# Look at this little doll!



## Feira426 (Dec 11, 2019)

Katara is three months old already! I just love this girl. She has such a little doll face, and she’s so stinkin’ sweet!


----------



## DDFN (Jul 31, 2011)

Very cute! Kind eyes too.


----------



## EJskeleton (Apr 22, 2021)

Awww! She is soooo cute! Reminds me of a doe I have right now...


----------



## ksalvagno (Oct 6, 2009)

Cute!


----------



## MadHouse (Oct 3, 2019)

She is beautiful!!


----------



## Moers kiko boars (Apr 23, 2018)

Such a sweetheart! 🥰


----------



## Tanya (Mar 31, 2020)

Look at those ears


----------



## MellonFriend (Aug 8, 2017)

So adorable! Have you decided who you are keeping?


----------



## toth boer goats (Jul 20, 2008)

She is cute 😊


----------



## i like my goats (Jul 16, 2021)

awww she looks like our buck


----------



## Feira426 (Dec 11, 2019)

MellonFriend said:


> So adorable! Have you decided who you are keeping?
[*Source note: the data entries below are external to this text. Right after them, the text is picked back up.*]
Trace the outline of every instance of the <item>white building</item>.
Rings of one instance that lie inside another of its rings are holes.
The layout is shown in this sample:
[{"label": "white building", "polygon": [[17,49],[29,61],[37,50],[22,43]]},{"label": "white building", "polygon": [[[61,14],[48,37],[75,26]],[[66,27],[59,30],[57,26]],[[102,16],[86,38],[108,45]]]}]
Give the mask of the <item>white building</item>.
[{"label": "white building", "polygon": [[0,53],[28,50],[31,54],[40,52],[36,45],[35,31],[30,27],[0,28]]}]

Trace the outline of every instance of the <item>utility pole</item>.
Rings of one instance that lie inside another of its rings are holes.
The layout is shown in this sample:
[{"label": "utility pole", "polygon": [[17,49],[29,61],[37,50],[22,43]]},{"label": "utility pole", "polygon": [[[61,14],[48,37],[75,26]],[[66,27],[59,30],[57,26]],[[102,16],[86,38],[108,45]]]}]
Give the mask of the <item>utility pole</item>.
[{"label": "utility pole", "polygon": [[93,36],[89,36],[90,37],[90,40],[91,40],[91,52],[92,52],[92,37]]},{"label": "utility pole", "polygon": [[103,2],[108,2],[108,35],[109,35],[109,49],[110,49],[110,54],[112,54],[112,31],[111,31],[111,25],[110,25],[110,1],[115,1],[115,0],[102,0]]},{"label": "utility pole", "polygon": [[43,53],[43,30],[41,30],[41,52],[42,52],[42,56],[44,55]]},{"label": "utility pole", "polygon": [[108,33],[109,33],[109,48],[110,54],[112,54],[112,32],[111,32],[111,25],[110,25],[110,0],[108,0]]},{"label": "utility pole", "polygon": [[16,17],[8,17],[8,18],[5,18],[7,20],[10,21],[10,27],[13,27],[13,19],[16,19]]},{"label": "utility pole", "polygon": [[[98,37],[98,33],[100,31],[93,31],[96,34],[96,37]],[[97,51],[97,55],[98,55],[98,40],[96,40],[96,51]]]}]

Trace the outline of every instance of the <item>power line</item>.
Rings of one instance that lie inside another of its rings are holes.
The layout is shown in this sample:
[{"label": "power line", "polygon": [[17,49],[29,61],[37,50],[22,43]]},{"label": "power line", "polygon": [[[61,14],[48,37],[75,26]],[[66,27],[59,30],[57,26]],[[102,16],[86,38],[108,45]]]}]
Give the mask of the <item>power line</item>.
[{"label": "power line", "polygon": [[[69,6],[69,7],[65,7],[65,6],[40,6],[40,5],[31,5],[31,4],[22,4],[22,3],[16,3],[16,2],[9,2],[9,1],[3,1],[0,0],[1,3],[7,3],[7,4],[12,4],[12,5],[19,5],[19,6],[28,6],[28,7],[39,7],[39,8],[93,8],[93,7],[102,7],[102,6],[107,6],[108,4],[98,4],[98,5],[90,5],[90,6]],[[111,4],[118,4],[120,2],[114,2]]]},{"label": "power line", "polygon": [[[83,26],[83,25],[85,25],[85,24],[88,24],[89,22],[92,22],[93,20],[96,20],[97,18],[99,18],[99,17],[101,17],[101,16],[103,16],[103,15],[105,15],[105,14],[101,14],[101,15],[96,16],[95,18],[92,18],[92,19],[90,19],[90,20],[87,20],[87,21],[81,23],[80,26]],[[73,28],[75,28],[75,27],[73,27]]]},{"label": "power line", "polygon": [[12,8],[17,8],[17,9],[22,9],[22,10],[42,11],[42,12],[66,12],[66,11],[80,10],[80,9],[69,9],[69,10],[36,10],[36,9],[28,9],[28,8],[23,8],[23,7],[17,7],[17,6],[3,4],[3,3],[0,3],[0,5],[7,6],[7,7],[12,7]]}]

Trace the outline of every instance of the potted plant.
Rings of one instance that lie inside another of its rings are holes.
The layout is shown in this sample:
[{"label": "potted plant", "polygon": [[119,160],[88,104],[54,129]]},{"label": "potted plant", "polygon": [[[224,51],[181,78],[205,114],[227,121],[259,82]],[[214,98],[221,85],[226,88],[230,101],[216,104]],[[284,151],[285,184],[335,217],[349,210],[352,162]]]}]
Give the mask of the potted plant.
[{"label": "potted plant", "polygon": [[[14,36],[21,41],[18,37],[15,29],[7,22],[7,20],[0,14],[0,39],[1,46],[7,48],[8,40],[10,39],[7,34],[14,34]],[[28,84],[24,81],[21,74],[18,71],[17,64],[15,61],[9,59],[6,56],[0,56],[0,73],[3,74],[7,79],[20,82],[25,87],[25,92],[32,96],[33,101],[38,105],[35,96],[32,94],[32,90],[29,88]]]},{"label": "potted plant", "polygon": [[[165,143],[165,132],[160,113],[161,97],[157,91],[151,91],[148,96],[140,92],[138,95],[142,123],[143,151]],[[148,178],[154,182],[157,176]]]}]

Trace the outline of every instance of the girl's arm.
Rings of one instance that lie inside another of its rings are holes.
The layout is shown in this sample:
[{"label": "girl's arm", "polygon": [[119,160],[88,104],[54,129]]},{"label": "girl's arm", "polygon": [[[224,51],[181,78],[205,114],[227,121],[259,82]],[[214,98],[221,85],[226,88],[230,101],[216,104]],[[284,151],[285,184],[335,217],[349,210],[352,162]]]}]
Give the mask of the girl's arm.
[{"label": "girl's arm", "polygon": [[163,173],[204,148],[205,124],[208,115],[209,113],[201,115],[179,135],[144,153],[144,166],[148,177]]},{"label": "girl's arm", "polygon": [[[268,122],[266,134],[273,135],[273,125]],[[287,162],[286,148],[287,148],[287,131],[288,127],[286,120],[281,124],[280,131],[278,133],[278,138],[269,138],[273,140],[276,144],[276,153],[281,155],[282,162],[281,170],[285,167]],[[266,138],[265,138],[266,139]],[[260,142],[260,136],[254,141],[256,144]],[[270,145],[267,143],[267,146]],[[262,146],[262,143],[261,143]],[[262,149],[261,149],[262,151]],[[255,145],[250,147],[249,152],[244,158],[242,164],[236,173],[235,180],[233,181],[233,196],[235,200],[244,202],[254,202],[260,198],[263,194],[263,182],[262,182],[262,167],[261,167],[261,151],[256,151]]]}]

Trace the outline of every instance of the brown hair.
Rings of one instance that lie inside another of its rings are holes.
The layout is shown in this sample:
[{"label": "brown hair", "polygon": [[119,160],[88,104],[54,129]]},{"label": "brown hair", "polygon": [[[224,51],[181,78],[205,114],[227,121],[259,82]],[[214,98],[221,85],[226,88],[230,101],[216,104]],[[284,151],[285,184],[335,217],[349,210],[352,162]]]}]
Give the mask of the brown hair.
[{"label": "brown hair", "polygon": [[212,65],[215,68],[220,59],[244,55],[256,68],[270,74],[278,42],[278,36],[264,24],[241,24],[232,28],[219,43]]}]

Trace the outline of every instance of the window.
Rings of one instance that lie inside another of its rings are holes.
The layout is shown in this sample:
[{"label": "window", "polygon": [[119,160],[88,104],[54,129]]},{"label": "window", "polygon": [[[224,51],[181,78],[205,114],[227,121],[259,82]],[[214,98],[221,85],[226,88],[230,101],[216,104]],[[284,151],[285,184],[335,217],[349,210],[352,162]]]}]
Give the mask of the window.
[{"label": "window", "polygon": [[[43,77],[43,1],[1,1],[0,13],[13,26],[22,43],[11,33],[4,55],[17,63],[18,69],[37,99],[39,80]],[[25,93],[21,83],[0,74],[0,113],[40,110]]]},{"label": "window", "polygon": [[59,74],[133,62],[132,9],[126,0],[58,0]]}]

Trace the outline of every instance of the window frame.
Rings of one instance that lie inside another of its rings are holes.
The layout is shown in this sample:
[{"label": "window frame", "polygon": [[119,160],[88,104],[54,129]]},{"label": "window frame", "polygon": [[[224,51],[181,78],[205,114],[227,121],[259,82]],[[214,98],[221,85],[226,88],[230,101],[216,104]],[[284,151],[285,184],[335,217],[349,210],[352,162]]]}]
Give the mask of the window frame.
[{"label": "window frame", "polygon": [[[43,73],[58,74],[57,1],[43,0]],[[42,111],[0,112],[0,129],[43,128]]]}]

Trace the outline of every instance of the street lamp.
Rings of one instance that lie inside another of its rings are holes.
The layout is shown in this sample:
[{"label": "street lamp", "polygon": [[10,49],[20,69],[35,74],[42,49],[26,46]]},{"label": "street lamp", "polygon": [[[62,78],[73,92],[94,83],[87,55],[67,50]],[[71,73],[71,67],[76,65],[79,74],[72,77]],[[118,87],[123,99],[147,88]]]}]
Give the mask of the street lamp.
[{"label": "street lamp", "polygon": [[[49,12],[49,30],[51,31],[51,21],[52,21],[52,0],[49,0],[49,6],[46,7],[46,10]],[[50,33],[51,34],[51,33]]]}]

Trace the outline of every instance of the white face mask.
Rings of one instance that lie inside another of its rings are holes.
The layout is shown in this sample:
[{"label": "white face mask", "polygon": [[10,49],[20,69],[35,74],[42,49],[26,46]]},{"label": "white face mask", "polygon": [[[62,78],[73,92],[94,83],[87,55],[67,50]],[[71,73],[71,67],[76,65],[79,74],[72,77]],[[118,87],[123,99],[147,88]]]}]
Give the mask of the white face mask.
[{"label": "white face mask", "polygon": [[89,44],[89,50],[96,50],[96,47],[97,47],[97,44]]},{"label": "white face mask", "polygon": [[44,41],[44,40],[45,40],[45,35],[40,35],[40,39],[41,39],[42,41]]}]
Sticking with Yoshi and Katara - and we’ll hang on to Katara’s brother Sokka too if we don’t find a really good home for him.
What about you? Are you still sticking with your Murphy and selling the others? Your goats are soooo cute!


----------



## Feira426 (Dec 11, 2019)

Thanks everyone!!! I just adore her. 😍


----------



## MellonFriend (Aug 8, 2017)

Feira426 said:


> Sticking with Yoshi and Katara - and we’ll hang on to Katara’s brother Sokka too if we don’t find a really good home for him.
> What about you? Are you still sticking with your Murphy and selling the others? Your goats are soooo cute!


Thanks! Yep, Murphy's here for the long haul.😁 I sold the two I had for sale back in June. They went to a great pet home.

I think it's great you are keeping both of them. You'll learn so much about which has better traits by keeping them both. When in doubt, just keep 'um all! That's what goat math is all about! 😆


----------



## Feira426 (Dec 11, 2019)

Lol!


----------



## Goats2Greedy (Jun 2, 2021)

Such a pretty girl!


----------